Personal information management in academia

December 9th, 2010 § 1 comment § permalink

I’ve been thinking about Personal Information Management (PIM) for the last few weeks as I’ve been wrapping up my semester course work. For my class on Human Information Interactions, I developed a short annotated bibliography for research on how faculty and researchers organize information. I initially had some trouble locating articles that dealt specifically with PIM in academia: most research examines information workers outside of the university. However, there were a handful of useful studies and I thought I would share those in case anyone else needed a good starting point.

Introduction

While scholarly communication has received significant attention from researchers in the field of human information behavior, less attention has been given to how scholars actually organize their files in the pre- and post- publication stages of research. As the world of academic research becomes increasingly digital, networked, and transparent, information scientists should turn their attention to the underlying structures, methodologies, habits, and perceptions of personal archiving in a university environment. Not only is it easier in a digital environment to track the scholarly communication process, but by focusing on these activities, we will see how digital networks are changing the ways scholars create, store, and disseminate information at all stages of research, from planning to publication and beyond.

The field of Personal Information Management (PIM) provides a theoretical and practical framework for discussing the technical details of the research process.
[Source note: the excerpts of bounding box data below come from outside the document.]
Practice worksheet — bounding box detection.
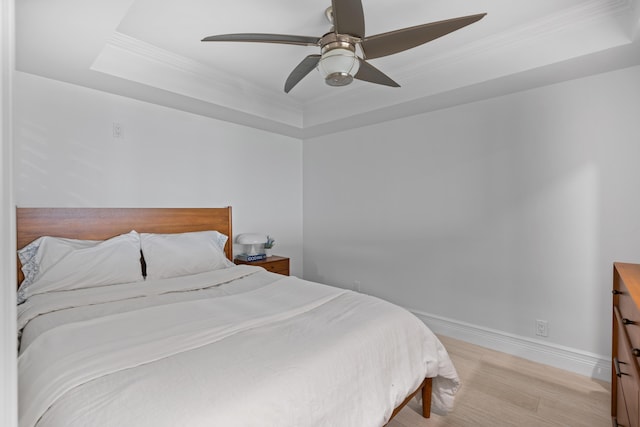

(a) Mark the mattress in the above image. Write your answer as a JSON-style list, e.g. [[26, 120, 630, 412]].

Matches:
[[18, 265, 459, 427]]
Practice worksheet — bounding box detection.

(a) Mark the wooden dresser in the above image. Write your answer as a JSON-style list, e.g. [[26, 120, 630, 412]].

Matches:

Unfortunately, even though there are numerous PIM studies on engineers, travel agencies, financial firms, legal firms, etc., researchers have rarely turned a critical eye upon their own practices. Perhaps, as many of the works below suggest, this is due to the realization that PIM is uniquely tailored by each individual: no one system works for everyone. Those studies that do exist are fairly limited in scope, usually focusing on a single tool (e.g. email, bookmarks) or a single user group (e.g. computer scientists, graduate students). Few studies broadly discuss PIM in a university environment.

The following works were chosen because, in part or in whole, they deal with PIM in a university environment by faculty and researchers. Together, they provide a rough outline of the major concerns for PIM in academia: How much information should be saved? How will it be organized? Who should be responsible for its organization and preservation? What motivations drive information storage? What barriers exist and what are the implications for scholarly communication? For more information on PIM in general, I recommend the works of William Jones and Jamie Teevan, especially their Personal Information Management (Seattle: University of Washington Press, 2007) and Peter Williams, Jeremy John, and Ian Rowland’s 2009 article “The personal curation of digital objects: A lifecycle approach” (Aslib Proceedings, 61(4), 340-363).

Bibliography

Boardman, R. & Sasse, M.A. (2004). “Stuff goes into the computer and doesn’t come out”: A cross-tool study of personal information management. In Proceedings of the SIGCHI Conference on Human Factors in Computing Systems (pp. 583-590). New York: Association for Computing Machinery.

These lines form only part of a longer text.